MEMORANDUM OPINION AND ORDER REGARDING TRUSTEE'S OBJECTIONS TO CLAIMS OF GENERAL MOTORS ACCEPTANCE CORPORATION
This cause is before the Court on the objections of A.J. Calhoun, Chapter 7 Trustee ("Trustee") for the estate of Gordon's Transports, Inc. ("Transports") to claims filed against the estate by General Motors Acceptance Corporation ("GMAC"). At issue in this proceeding is: (1) whether GMAC's claim relating to Transports' breach of a lease of vehicles is allowable and (2) whether GMAC's application for an administrative expense claim is timely filed. The issues raised are core pursuant to 28 U.S.C. § 157(b)(2)(B). The following constitutes findings of fact and conclusions of law pursuant to F.R.B.P. 7052.
FACTUAL SUMMARY
The facts pertinent to resolution of this controversy have largely been stipulated. They may be summarized as follows:
On September 17, 1982, Woodmere Equipment Company ("Woodmere") entered into retail installment sales contracts with General Motors Corporation for the purchase of 113 trucks. The sales contracts were assigned to GMAC. (Stipulation of Facts, ¶ 2, Ex. A) On August 25, 1982, Woodmere agreed to lease the 113 trucks to Transports which was then in the business of long haul trucking for sixty (60) months at the rate of $104,670.14 per month. On September 21, 1982, Woodmere granted GMAC a security interest in all of its "accounts, contract rights, chattel paper, instruments, general intangibles, inventory, equipment, leases [including the Transports' lease], acceptances and documents . . ." (Stipulation of Facts, ¶ 3 4, Exs. B C) In addition, Gordon's Industries, Inc., an affiliate of Transports, guaranteed Woodmere's obligations to GMAC. (Stipulation of Facts, ¶ 5).

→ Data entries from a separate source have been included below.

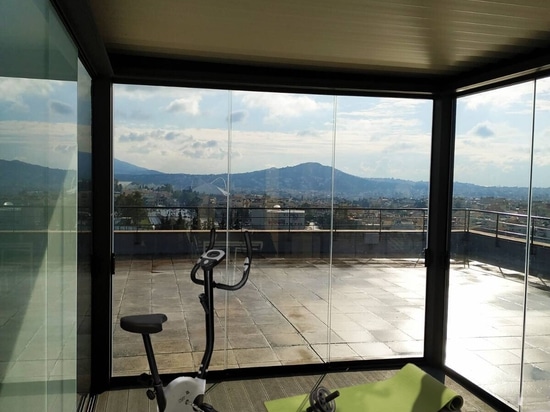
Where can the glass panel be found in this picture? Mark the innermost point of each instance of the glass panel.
(84, 224)
(182, 168)
(379, 279)
(536, 373)
(286, 140)
(492, 169)
(38, 212)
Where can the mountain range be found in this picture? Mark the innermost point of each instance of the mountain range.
(303, 180)
(314, 179)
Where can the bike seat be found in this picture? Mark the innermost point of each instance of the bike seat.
(144, 324)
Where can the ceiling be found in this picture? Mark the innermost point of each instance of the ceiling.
(426, 37)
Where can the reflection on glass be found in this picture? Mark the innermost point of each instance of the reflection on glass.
(536, 360)
(486, 298)
(334, 192)
(38, 210)
(378, 306)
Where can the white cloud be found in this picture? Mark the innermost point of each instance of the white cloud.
(502, 98)
(280, 106)
(188, 105)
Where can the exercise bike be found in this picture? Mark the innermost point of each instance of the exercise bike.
(186, 394)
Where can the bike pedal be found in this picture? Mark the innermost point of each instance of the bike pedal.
(145, 380)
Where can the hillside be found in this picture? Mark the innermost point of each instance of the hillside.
(303, 180)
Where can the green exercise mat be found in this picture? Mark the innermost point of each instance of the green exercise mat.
(409, 390)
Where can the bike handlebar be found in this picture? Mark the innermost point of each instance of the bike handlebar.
(246, 265)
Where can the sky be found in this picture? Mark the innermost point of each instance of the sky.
(180, 130)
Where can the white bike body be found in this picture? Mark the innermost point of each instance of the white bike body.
(182, 392)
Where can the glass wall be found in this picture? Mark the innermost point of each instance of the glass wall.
(333, 191)
(40, 139)
(498, 316)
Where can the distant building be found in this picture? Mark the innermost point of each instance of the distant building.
(277, 219)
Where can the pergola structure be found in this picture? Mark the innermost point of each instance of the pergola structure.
(437, 49)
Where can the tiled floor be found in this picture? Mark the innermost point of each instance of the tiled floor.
(377, 311)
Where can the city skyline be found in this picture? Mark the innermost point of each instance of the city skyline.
(179, 130)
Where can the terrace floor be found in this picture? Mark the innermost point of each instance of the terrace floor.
(282, 316)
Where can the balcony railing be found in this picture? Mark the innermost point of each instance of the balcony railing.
(492, 223)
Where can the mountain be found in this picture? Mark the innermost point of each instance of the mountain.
(314, 179)
(127, 168)
(17, 176)
(303, 180)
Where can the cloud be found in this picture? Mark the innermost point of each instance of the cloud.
(189, 105)
(239, 116)
(281, 106)
(133, 137)
(503, 98)
(483, 130)
(61, 108)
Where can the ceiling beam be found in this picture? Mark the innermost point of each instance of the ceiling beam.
(78, 19)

On February 11, 1983, Transports filed a voluntary petition with this Court for relief under Chapter 11 of the Bankruptcy Code. On April 14, 1983, the Chapter 11 case was converted to a Chapter 7. No lease payments were made on the Woodmere lease during the pendency of the Chapter 11 case. (Stipulation of Facts, ¶'s 6, 7, 8) GMAC has not received payment on the Woodmere lease since the filing of the Chapter 11 petition from any other source. (Stipulation of Facts, ¶ 8).
Following a hearing on GMAC's motion to compel the Trustee to reject the Woodmere lease and abandon the leased property, the Court entered an Order on May 5, 1983, granting GMAC the relief requested. (Stipulation of Facts, ¶ 12, Ex. F) GMAC took possession of the trucks on May 6, 1983, and subsequently sold them in a commercially reasonable manner. (Stipulation of Facts, ¶ 14)
The total amount due GMAC from Woodmere at the time of repossession was $5,586,520.89. After disposing of the Woodmere trucks and applying the sales proceeds, GMAC had a deficiency claim against Woodmere of $1,728,749.83 according to its records. By virtue of its security agreement and assignment with Woodmere, it had recourse against its additional collateral. GMAC also had a claim against Gordon's Industries for the deficiency by virtue of Gordon's Industries' guaranty. (Stipulation of Facts, ¶'s 15, 16 17).
Accordingly, on February 5, 1986, GMAC filed a proof of claim in the Gordon's Industries case for $1,872,402.75 representing the deficiency due on the Woodmere lease. This proof of claim was subsequently amended to reflect an amount due of $1,728,749.83. The Trustee agrees to the allowance of this claim. (Stipulation of Facts, ¶'s 18, 23, 24).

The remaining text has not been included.